Golf and the election aftermath
What does the recent national election mean for the golf industry? Robert Helland, an adviser with the law firm Reed Smith and lobbyist for the Golf Course Superintents Association of America, recently offered his analysis to the GCSAA.
With the Democrats keeping control of the Presidency and the Senate, and the Republicans remaining in control of the House of Representatives, members of both parties are talking about finding common ground on the fiscal cliff and other major financial issues. That makes it more likely that a compromise on spending and taxation matters will occur by the end of the calendar year as part of a lame-duck session of Congress, he said.
It also means that action might occur on a number of other matters of interest to the golf industry, including disaster assistance for Hurricane Sandy, immigration reform and environmental matters, either during the lame-duck session or when the next Congress begins in January.
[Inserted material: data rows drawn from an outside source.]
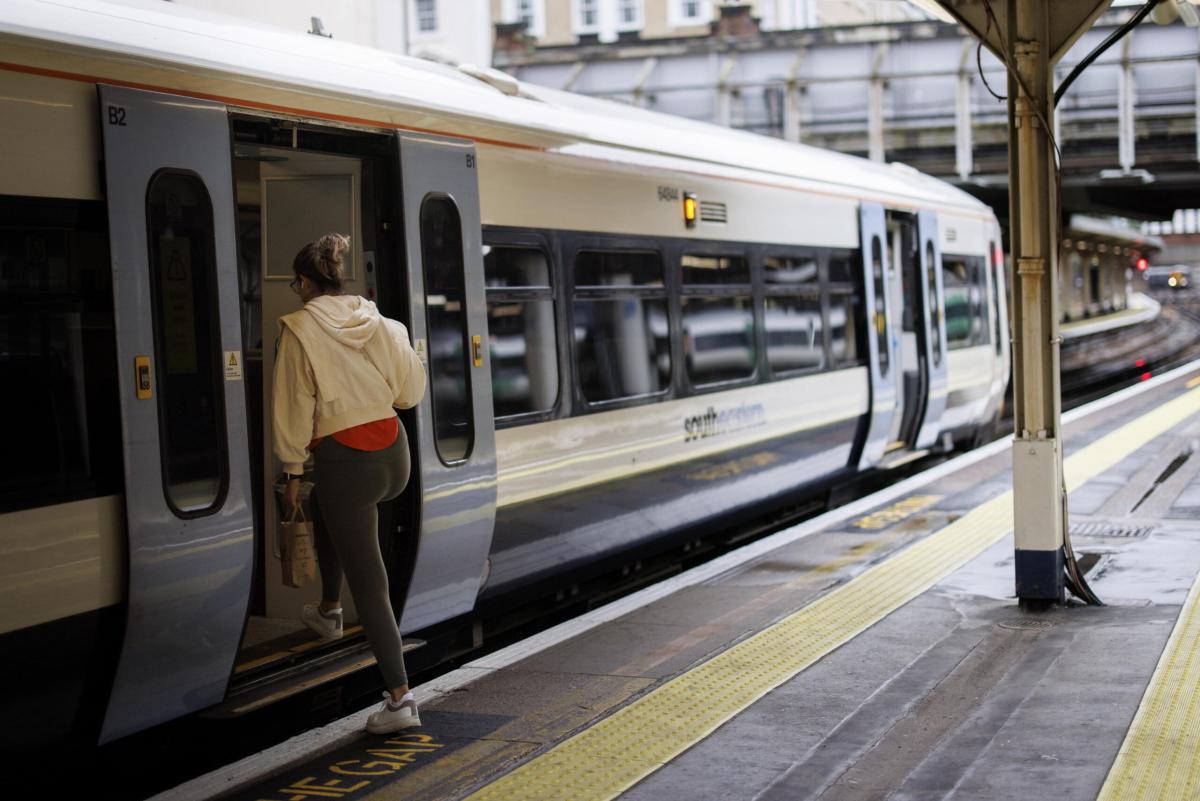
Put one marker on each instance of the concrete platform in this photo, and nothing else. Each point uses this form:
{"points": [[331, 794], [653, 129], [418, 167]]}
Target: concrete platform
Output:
{"points": [[874, 652]]}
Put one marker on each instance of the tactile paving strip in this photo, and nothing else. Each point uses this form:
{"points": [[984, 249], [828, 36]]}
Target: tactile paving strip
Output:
{"points": [[1159, 759], [619, 751]]}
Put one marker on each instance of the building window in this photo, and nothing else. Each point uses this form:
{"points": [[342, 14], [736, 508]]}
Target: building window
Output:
{"points": [[531, 12], [589, 14], [526, 13], [691, 11], [427, 16], [629, 14]]}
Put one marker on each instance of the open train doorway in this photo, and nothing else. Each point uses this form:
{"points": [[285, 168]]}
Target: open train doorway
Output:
{"points": [[295, 184], [916, 285]]}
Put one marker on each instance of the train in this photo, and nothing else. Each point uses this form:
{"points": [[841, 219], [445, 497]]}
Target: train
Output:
{"points": [[636, 327]]}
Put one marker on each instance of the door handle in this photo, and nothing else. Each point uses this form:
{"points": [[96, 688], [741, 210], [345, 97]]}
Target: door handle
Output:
{"points": [[477, 350]]}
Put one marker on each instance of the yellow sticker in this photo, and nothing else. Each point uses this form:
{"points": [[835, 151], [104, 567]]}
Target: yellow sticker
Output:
{"points": [[233, 365]]}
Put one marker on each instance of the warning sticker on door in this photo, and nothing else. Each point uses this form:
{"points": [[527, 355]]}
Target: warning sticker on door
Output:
{"points": [[233, 365]]}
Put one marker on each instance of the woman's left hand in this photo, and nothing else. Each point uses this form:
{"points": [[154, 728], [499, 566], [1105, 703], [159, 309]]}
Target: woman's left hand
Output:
{"points": [[292, 494]]}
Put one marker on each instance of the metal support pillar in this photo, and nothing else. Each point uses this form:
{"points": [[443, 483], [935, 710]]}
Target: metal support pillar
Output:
{"points": [[640, 80], [1198, 106], [725, 92], [792, 100], [875, 107], [1039, 495], [1126, 102], [964, 157]]}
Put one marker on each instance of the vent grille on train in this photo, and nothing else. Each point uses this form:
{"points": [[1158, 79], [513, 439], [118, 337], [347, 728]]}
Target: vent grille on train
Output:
{"points": [[712, 212]]}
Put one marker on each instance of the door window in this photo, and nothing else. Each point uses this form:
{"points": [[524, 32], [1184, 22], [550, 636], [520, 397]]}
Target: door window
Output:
{"points": [[191, 392], [445, 295], [935, 329], [881, 315]]}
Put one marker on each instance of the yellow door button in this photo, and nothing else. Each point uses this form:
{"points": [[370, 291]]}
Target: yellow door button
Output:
{"points": [[142, 377]]}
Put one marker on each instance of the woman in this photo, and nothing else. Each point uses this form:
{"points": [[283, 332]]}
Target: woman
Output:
{"points": [[340, 373]]}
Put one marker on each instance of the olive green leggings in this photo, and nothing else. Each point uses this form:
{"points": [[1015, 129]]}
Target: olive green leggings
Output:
{"points": [[348, 487]]}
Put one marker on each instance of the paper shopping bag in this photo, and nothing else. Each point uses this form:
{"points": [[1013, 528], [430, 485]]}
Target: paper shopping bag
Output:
{"points": [[297, 550]]}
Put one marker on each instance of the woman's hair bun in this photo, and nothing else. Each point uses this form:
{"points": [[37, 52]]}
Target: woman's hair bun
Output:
{"points": [[330, 248]]}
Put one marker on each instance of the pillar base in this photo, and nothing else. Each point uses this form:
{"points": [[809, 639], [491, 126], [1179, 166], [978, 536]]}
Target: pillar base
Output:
{"points": [[1039, 574]]}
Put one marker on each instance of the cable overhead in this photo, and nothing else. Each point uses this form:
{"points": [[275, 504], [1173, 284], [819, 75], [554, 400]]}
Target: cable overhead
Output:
{"points": [[1102, 47]]}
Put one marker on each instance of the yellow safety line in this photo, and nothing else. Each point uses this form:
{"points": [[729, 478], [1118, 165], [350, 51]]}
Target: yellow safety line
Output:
{"points": [[619, 751], [1159, 758]]}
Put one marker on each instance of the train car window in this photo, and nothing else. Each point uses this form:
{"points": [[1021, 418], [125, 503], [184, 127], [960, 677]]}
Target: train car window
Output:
{"points": [[621, 330], [846, 308], [996, 273], [978, 266], [718, 319], [935, 329], [795, 324], [454, 428], [191, 387], [618, 269], [714, 270], [966, 290], [881, 314], [521, 331], [58, 354]]}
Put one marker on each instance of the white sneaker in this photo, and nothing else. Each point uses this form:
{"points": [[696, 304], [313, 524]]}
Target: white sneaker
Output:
{"points": [[393, 716], [328, 627]]}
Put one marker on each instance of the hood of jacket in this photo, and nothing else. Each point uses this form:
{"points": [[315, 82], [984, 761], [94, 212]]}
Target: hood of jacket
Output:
{"points": [[349, 319]]}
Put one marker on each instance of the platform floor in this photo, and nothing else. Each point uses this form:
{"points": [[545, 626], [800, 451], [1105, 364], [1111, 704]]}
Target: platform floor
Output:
{"points": [[874, 652]]}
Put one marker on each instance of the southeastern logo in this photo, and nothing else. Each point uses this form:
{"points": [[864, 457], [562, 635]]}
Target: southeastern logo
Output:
{"points": [[723, 421]]}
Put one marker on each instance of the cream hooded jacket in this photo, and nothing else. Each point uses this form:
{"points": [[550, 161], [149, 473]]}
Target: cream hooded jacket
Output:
{"points": [[340, 363]]}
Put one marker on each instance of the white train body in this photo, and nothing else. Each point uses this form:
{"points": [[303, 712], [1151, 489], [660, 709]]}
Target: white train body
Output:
{"points": [[606, 375]]}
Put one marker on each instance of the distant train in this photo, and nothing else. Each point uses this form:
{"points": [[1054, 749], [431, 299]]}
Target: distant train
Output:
{"points": [[637, 327]]}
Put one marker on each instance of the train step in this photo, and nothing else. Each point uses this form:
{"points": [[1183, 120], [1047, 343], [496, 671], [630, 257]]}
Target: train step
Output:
{"points": [[300, 680]]}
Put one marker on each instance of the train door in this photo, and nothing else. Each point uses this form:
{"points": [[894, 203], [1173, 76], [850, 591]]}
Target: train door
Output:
{"points": [[456, 441], [929, 259], [881, 342], [183, 403], [287, 197], [922, 362]]}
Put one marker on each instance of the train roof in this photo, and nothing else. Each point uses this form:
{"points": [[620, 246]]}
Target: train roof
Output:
{"points": [[240, 52]]}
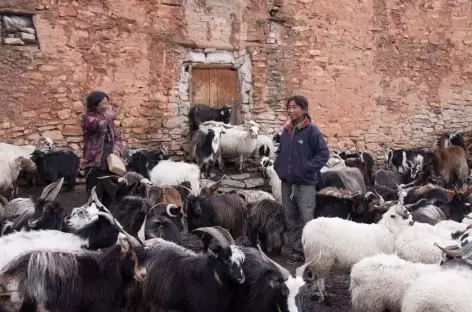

And, he warned, all revenue increases are on the table, including those that could hurt the golf industry.
The industry has been following the Farm Bill, which sets spending levels for farm commodities, said Helland, as a vehicle for removing the National Pollutant Discharge Elimination System (NPDES) Pesticide General Permit, which regulates how golf courses handle certain pesticides that leave a residue. And with a disaster relief bill, he said, the industry wants to make sure that golf courses are included – that hasn’t been the case in previous disaster relief measures dating back to Hurricane Katrina in 2005.
Resolution of environmental issues affecting air and water are also possible in the next Congress, Helland predicted. It isn’t clear, however, what other environmental issues could pass a Democratic Senate and a Republican House, but he expects, at the least, for there to be some additional pressure to address climate change issues, especially in the aftermath of Hurricane Sandy.
There are those in Congress who object to any assistance being provided to the golf industry at all, said Helland. Some on the left think that golf shouldn’t get financial assistance because it has the means to pay for – or deserves – any burden placed upon it. And on the right, he noted, some believe that helping any industry that caters to a leisure activity is wrong.
We have seen in the past that members of Congress can move a bill either on their own or as part of a broader omnibus measure. Unfortunately, Helland said, this can be done very late in the process, when opposition cannot be registered effectively. It is important, he stressed, to stay close with golf’s allies and, perhaps more importantly, to do the same with its adversaries. To best serve golf's interests, he recommends that the industry keep an ongoing relationship with both local elected representatives and other members of Congress who have leverage over the issues that affect golf the most.
Face-to-face meetings with senators and representatives, and their staffs, help drive home the message that golf is both a driver of the economy and a steward of the environment, as do emails and phone calls. This communication also make legislators and regulators aware that their decisions have an impact on the millions who live, work and have a passion for the game, he concluded.
Among the golf industry’s efforts to maintain a strong presence in Washington is National Golf Day, when representatives from the GCSAA, PGA of America and other associations and industry partners meet with dozens of members of Congress to share stories and data about golf's diverse businesses, employees, tax revenue creation, tourism, charitable benefits and environmental leadership. Over the past five years, the industry has brought casts of storytellers to Capitol Hill to discuss what golf has meant to them, and continually shares data about golf's economic contributions to cash-strapped states around the nation.